8 《民衆の心理》

『我々の究極のゴールは、すべてのイスラム規定が固く守られるイスラム政権を樹立することです』

アフマディネジャード候補は選挙戦のさなか、ひたすらイスラムの価値、イスラム革命の理念を説き続けた。曰く、『イスラムは完全な宗教である』『イスラムこそが真実の繁栄を導く』『イスラム政府の義務は正義の確立』……。具体性に乏しかったが、正義と平等というメッセージは、貧困層の胸にダイレクトに届いていたのかもしれない。特に記憶に残ったのは、『人は貧困には耐えられるが、差別と不公平には耐えられない』という言葉だ。

26年前のイラン・イスラム革命は、もともとは王制打倒が民衆の目的であり、イスラム政権樹立は革命後の権力闘争の産物だと言われる。当時はオイルショックによって産油国イランに未曾有の好景気が訪れていた。社会は急速に財を成してゆく者と、その機会すら与えられない大多数の貧困層とに二分された。貧困層は、時代に取り残される孤独と、アメリカからもたらされる俗悪な文化への敵意、そして自分たちの伝統と文化が失われてゆく不安を募らせ、革命へのエネルギーへと昇華させていったのだ。

テヘラン中心街ハフテ・ティール広場そばのアフマディネジャード選挙本部を訪ねてみた。喪服のように上下黒で固めた男達に混じって僧侶の出入りも激しい。テヘラン州の選挙対策責任者レザー・ハー氏が答えてくれた。

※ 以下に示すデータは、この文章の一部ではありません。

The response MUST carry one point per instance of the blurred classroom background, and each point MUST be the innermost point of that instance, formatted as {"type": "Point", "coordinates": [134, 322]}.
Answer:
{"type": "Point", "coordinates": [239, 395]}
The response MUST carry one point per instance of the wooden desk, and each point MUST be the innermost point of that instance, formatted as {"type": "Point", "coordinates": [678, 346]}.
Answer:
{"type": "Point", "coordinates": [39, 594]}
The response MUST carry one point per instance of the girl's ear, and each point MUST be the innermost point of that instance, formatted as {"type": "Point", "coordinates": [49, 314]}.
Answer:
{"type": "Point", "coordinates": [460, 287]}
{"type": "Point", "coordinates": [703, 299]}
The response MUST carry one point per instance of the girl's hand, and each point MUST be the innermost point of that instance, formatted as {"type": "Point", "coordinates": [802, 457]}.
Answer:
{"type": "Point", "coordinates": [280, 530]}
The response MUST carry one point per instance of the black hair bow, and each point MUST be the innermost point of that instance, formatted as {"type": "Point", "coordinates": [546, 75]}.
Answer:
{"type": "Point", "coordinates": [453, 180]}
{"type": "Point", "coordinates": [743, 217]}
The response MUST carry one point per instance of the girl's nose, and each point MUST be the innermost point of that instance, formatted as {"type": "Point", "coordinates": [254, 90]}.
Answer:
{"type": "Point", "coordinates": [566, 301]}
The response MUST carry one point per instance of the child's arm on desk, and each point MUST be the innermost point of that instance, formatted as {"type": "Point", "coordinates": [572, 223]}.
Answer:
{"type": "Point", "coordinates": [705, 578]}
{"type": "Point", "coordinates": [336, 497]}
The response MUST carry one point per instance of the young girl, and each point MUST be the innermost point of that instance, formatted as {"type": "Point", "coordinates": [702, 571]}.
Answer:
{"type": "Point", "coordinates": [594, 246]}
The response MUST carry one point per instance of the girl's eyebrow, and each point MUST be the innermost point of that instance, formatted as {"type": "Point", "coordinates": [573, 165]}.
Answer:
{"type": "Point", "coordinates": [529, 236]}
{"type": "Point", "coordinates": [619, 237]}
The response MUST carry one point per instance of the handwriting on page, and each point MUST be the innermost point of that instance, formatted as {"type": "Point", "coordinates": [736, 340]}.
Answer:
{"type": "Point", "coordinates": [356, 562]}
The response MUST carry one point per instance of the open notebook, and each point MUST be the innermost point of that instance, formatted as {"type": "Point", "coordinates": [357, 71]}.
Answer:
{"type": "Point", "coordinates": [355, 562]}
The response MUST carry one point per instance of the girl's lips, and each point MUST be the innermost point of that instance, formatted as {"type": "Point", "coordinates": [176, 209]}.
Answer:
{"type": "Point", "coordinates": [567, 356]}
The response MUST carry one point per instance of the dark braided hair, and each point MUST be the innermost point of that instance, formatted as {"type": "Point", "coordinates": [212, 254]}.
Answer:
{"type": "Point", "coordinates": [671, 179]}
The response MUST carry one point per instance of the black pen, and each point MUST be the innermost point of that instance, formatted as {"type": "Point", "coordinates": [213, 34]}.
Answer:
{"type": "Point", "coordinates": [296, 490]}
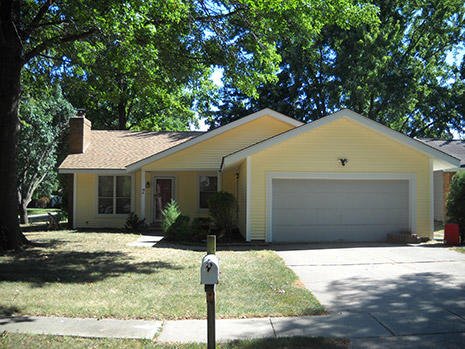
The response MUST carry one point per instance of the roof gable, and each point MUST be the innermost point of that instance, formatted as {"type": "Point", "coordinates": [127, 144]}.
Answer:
{"type": "Point", "coordinates": [210, 134]}
{"type": "Point", "coordinates": [442, 159]}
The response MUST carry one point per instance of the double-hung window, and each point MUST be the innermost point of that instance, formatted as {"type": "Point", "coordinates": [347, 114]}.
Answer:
{"type": "Point", "coordinates": [207, 186]}
{"type": "Point", "coordinates": [114, 194]}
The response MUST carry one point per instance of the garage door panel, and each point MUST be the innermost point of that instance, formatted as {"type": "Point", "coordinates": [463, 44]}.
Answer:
{"type": "Point", "coordinates": [334, 210]}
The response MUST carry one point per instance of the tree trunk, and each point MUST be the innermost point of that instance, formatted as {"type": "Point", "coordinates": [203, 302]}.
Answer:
{"type": "Point", "coordinates": [122, 117]}
{"type": "Point", "coordinates": [10, 72]}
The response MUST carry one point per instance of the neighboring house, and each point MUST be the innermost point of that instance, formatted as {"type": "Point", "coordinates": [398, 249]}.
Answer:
{"type": "Point", "coordinates": [343, 177]}
{"type": "Point", "coordinates": [442, 178]}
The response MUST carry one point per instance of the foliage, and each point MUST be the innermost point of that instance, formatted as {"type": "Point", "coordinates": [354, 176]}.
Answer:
{"type": "Point", "coordinates": [44, 115]}
{"type": "Point", "coordinates": [167, 45]}
{"type": "Point", "coordinates": [200, 228]}
{"type": "Point", "coordinates": [134, 223]}
{"type": "Point", "coordinates": [456, 202]}
{"type": "Point", "coordinates": [399, 73]}
{"type": "Point", "coordinates": [174, 225]}
{"type": "Point", "coordinates": [222, 206]}
{"type": "Point", "coordinates": [170, 213]}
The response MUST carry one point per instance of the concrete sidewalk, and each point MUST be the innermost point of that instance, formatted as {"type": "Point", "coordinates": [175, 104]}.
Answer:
{"type": "Point", "coordinates": [364, 329]}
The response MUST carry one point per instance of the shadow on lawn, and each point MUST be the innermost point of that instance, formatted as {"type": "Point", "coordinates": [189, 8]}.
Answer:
{"type": "Point", "coordinates": [39, 267]}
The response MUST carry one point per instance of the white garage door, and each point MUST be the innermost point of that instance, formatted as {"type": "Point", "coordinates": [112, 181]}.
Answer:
{"type": "Point", "coordinates": [338, 210]}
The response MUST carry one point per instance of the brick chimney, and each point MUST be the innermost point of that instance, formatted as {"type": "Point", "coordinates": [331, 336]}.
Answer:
{"type": "Point", "coordinates": [79, 133]}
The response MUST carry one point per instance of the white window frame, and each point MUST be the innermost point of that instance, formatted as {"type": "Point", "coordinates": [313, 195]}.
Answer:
{"type": "Point", "coordinates": [131, 196]}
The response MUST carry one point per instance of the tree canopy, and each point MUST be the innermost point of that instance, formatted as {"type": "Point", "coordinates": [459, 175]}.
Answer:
{"type": "Point", "coordinates": [163, 50]}
{"type": "Point", "coordinates": [44, 114]}
{"type": "Point", "coordinates": [398, 73]}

「これまでの政府は石油やガスの売買だけに熱心で、それによって潤うのはわずか2500人程度の関係者にすぎなかった。アフマディネジャードの政府は全人口7000万人のための、民衆の政府なのです。石油やガスは神からの贈り物なので、すべての国民にその利益を還元しなければなりません」

―どのように還元するのですか?

「例えば、国民がいま必要としているものをよく検討し、そこに投資します。特に、若者が抱える諸問題の解決が先決です。一例ですが、イランには5100万ヘクタールの耕作可能な土地がありますが、実際に開墾されているのはわずか900万ヘクタールにすぎません。残り80パーセントにあたる4200万ヘクタールを開墾する事業に石油収入と無職の若者を投入するという案もあります」

これまで一次投票でアフマディネジャード氏に投票したという若者に会うと、必ず「アフマディネジャードはどんな人?」と私は訊いた。返ってくる答えは決まって次のようなものだった。

「いい人さ。テヘラン市長なのに生活は質素で、家も下町にあって小さくて、僕らと変わらない生活をしている。お昼ご飯はいつもお弁当を自宅から持ってくるんだ」

下町の宗教的な家庭で育った子供たちでなく、繁華街でたむろして、女の子が通るたびに冷やかしているような悪がきでさえこう答える。
アフマディネジャード候補は「民衆」の心をうまく捕らえていた。